Work while in college

Your third option to pay for college on your own is to work while you are studying. The amount of time that you will spend  in a classroom is only between 15-20 hours a week. Even if you spend the same amount of time to do homeworks and study, you still have a lot of time in your hands. A person has 168 hours a week (including weekends). If you get 8 hours of sleep a day, 3 hours a day doing personal stuff and errands, and 2 hours a day relaxing or going out with friends, that will still leave you with around 37 hours of free time. What can you do with that? Add it to your entertainment time? That may be tempting but you should know that more time for entertainment means you will be spending more. So the best way to spend all those free time is to go to work. It will help you pay for college and give you some work experience that can help you in the long run.

Get a student loan

This is still part of your options but you are encouraged to put this option last. If none of the other three will work for you, then go ahead and get a student loan. The American Student Assistance published some statistics on ASA.org that revealed how 60% of college students borrow money to cover the costs of going to college. If this is the option that you will pursue, make sure that you will only borrow what you need. And work while you are in college so you can limit the amount that you have to borrow for the next term.

Know your college expenses

If you will pay for college on your own, you also need to understand the different costs that you will encounter in college. According to the CollegeBoard.org, your school expenses will be summed into five categories.

  • Tuition fees. These include the actual amount that you have to pay the school for credit hours. These are for your classes. Take note that the number of credit hours and the course you are taking will affect how much you will pay in tuition and fees.
  • Room and board. Some universities and college separate the board and lodging while others group them together. If it is separate, you need to consider the inclusions in the room and board. Will it include your meals?
  • Books and supplies. This will have to be considered as a separate expense since it varies every term and course. But according to the site, the average estimate for this is $1,200 – for a four year course.
  • Personal expenses. These are everything that you need to spend on to live comfortably. Your phone, laundry and meal expenses fall under this category. Include here your clothing and entertainment expenses too.
  • Transportation. This is an expense category for both car owners or those who use the public transportation. Factor in these costs before you go to college.

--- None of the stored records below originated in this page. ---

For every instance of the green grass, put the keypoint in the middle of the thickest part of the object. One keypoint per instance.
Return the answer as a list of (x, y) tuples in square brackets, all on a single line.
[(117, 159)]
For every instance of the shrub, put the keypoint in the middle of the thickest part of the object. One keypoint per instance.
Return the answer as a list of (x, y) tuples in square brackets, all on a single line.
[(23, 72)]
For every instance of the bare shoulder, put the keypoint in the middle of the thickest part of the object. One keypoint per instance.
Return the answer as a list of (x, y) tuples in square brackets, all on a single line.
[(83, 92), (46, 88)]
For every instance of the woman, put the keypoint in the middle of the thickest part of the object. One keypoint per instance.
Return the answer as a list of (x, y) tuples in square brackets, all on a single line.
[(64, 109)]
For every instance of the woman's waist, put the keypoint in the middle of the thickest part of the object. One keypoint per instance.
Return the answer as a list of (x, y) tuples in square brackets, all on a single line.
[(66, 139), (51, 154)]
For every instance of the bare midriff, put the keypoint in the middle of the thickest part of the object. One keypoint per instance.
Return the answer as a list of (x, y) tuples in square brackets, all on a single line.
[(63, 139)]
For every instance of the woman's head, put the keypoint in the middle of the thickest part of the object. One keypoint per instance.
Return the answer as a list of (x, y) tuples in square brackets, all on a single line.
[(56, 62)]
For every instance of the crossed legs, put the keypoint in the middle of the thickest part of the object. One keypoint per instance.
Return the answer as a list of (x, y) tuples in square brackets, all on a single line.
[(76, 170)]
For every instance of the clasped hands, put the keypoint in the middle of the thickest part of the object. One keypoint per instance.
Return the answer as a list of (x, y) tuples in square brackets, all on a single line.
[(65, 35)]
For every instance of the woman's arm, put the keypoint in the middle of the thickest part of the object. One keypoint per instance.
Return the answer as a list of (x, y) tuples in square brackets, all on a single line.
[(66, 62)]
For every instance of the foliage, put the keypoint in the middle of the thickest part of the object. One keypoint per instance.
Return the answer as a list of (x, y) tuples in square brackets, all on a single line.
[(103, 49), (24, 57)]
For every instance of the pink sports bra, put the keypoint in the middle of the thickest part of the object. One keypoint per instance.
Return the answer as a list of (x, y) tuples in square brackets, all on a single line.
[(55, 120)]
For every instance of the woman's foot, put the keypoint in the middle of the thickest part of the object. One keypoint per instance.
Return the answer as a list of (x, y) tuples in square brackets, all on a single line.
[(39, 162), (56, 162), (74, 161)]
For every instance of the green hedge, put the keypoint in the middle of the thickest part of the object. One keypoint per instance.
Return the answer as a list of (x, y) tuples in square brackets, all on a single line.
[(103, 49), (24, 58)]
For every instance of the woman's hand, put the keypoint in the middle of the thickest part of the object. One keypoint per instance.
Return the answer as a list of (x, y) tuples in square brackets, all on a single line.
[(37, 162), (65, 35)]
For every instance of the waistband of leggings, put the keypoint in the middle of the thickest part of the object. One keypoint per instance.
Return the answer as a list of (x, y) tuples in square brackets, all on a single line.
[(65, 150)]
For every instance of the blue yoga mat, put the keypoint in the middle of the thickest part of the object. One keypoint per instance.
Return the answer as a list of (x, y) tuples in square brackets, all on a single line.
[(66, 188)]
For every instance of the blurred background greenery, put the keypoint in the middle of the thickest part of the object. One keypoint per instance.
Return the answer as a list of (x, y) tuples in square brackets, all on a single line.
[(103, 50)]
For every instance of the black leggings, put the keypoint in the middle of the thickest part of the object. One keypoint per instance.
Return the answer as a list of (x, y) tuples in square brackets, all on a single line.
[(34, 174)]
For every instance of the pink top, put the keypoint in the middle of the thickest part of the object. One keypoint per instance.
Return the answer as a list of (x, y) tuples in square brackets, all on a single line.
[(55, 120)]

All of these should be considered if you are going to pay for college. Do not concentrate too much on the tuition fees. Your college expenses will be a lot more than that. At this point, creating a frugal budget will be really helpful to maximize your limited resources and lower your debt amount.

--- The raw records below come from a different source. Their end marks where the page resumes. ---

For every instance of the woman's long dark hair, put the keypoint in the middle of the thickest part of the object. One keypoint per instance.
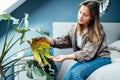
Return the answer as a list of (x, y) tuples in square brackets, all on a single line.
[(94, 30)]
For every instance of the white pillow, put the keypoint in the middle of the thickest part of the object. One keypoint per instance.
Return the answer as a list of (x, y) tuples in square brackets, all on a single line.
[(115, 55), (115, 45)]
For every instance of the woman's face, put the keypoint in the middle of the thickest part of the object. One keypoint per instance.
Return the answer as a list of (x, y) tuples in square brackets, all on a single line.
[(84, 15)]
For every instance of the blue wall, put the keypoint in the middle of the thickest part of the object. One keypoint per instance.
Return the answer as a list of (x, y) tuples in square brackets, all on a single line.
[(44, 12)]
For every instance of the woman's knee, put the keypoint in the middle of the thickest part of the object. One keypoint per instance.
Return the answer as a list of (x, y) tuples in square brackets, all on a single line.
[(77, 75)]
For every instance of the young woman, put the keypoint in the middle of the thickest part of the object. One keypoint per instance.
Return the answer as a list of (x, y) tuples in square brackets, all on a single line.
[(88, 41)]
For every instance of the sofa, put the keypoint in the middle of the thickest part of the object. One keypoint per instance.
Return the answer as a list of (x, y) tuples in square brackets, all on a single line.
[(103, 73)]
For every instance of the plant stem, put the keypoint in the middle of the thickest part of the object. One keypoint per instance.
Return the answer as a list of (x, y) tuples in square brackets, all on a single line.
[(4, 48), (15, 53)]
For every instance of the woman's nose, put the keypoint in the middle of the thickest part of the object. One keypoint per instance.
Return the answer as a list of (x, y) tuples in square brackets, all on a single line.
[(80, 16)]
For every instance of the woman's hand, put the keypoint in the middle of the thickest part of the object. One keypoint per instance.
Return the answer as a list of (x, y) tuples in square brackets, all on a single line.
[(59, 58)]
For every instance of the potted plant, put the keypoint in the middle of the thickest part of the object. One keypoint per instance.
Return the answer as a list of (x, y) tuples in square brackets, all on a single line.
[(42, 57)]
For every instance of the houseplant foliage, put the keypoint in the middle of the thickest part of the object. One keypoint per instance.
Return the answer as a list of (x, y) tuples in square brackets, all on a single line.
[(39, 64)]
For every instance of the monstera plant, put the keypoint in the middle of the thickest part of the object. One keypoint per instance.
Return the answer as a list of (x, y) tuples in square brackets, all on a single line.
[(42, 64)]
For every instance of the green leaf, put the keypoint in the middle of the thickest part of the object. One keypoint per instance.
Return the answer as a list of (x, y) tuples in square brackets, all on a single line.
[(37, 69), (5, 16), (29, 70)]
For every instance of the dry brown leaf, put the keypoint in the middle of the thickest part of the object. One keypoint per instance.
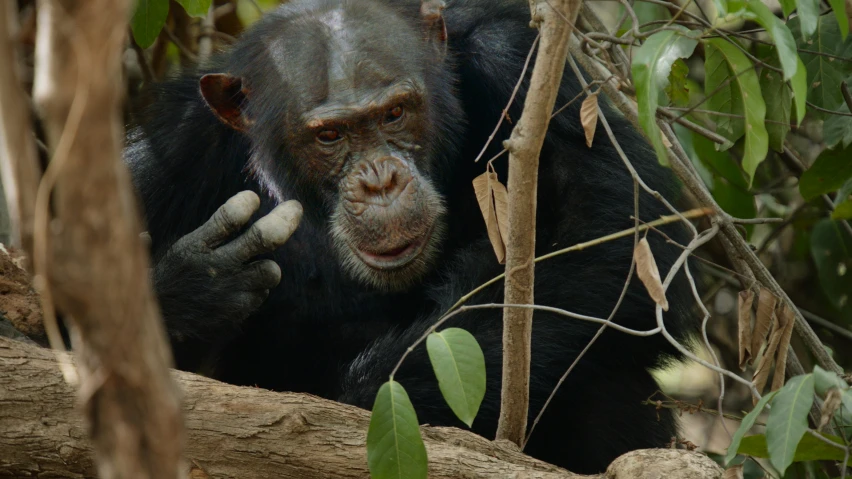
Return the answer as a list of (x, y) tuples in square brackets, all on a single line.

Parents and kids should join forces to go through college without debt

In the end, while parents are not obliged to pay for their kid’s college tuition, it is important for both the parents and the student to work together. That way, the latter will not have to be buried in debt and at the same time, the parents does not have to compromise their retirement money.

Here is a video about a young man named Brandon and how he is trying to go through college without any debt.

There are two important factors that allowed Brandon to attend college without having to rely on student loans.

  • His parents saved for college shortly after he and his siblings were born. The saving started really early so the parents did not have to shell out any money by the time Brandon had to go to college.
  • Brandon worked part time jobs and during school breaks to make more money. This young man worked hard so he can finance his own needs without relying on his parents. Not only that, he also knows that the experience he will get while working through college will help him when he goes out to the corporate world after graduation.

This is a formula that can really work well for any type of family.